Microservices set out to do the same thing as Object Oriented programming set out to do. You define an {object,microservice} by exposing methods, and other services and clients interact by calling those methods. Theoretically, if your API remains stable, your internal implementation can change drastically and the system will continue to function as it should. There's no reason you can't draw these boundaries inside a monolith, but with microservices you'd have to go out of your way to not have those boundaries.

IMO by using HTTP to communicate, they ended up being significantly closer to the original concepts behind OOP and message passing.

http://lists.squeakfoundation.org/pipermail/squeak-dev/1998-...

Now, whether microservices are successful in dealing with the problems they set out to solve, and are worth the tradeoffs they entail is still up for debate.


Absolutely right. locations.txt is an API. And there's nothing monolithic about the example. It involves two completely separate apps with an API in between!
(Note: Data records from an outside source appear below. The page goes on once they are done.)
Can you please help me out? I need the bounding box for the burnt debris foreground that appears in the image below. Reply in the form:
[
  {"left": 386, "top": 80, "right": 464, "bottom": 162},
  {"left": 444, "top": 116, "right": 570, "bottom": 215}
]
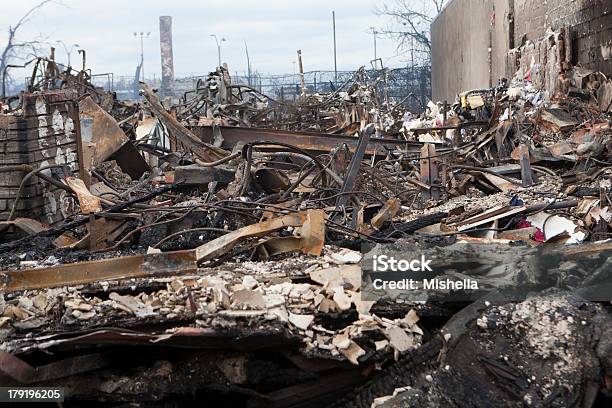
[{"left": 0, "top": 58, "right": 612, "bottom": 407}]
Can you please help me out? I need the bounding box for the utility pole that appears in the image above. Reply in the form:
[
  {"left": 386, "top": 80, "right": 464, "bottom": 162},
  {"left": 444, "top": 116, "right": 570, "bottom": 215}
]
[
  {"left": 159, "top": 16, "right": 174, "bottom": 97},
  {"left": 134, "top": 31, "right": 151, "bottom": 82},
  {"left": 210, "top": 34, "right": 225, "bottom": 66},
  {"left": 298, "top": 50, "right": 306, "bottom": 95},
  {"left": 370, "top": 27, "right": 378, "bottom": 63},
  {"left": 244, "top": 40, "right": 252, "bottom": 86},
  {"left": 56, "top": 40, "right": 80, "bottom": 67},
  {"left": 332, "top": 10, "right": 338, "bottom": 86}
]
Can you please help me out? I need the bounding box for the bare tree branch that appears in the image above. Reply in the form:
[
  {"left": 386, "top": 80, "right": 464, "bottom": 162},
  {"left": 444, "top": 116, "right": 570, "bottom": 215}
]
[
  {"left": 376, "top": 0, "right": 445, "bottom": 61},
  {"left": 0, "top": 0, "right": 56, "bottom": 95}
]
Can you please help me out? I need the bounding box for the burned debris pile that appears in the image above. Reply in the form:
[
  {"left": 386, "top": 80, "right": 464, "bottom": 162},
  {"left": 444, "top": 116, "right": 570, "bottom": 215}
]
[{"left": 0, "top": 59, "right": 612, "bottom": 407}]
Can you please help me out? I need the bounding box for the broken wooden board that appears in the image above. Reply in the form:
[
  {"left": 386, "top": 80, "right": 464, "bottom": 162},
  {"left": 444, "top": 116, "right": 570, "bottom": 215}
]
[{"left": 0, "top": 250, "right": 197, "bottom": 292}]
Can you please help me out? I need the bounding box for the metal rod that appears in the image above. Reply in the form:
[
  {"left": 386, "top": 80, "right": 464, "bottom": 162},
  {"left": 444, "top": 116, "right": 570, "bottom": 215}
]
[{"left": 332, "top": 11, "right": 338, "bottom": 87}]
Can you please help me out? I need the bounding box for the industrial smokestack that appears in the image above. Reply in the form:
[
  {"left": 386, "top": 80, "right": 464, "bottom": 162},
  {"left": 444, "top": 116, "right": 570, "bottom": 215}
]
[{"left": 159, "top": 16, "right": 174, "bottom": 97}]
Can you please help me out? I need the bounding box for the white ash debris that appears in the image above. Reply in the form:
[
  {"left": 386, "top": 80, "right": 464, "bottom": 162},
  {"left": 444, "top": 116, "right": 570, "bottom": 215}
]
[
  {"left": 0, "top": 248, "right": 423, "bottom": 364},
  {"left": 476, "top": 295, "right": 596, "bottom": 399}
]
I think you have missed the point. I think the point of that section actually has nothing to do with the locations.txt interface between the maps app and locolist. It's actually about the fact that, with microservices, any piece of the system only depends on it's dependency graph, not on every piece of the system working.

"... on a huge service like Netflix the entire application going down because a change was made to one part of it..."

To extend your OS example, just because there was a kernel panic in the Bluetooth stack is no reason to stop servicing requests over the Ethernet NIC which is already bound by the web server. There's also no need to edit or recompile the Ethernet driver because of a Bluetooth problem; see others posts about encapsulation.


You might change the location of locations.text or store the locations in a database, or on the cloud, etc. You shouldn't change the commitment your service has to vend data about locations etc. You make a contract saying you will do X when given Y but you don't commit to anything about how you will do it, and that can change as necessary.


They don’t, they just let the trendy nerds beat off over unnecessarily complex software. C.f. The entirety of the JavaScript ecosystem.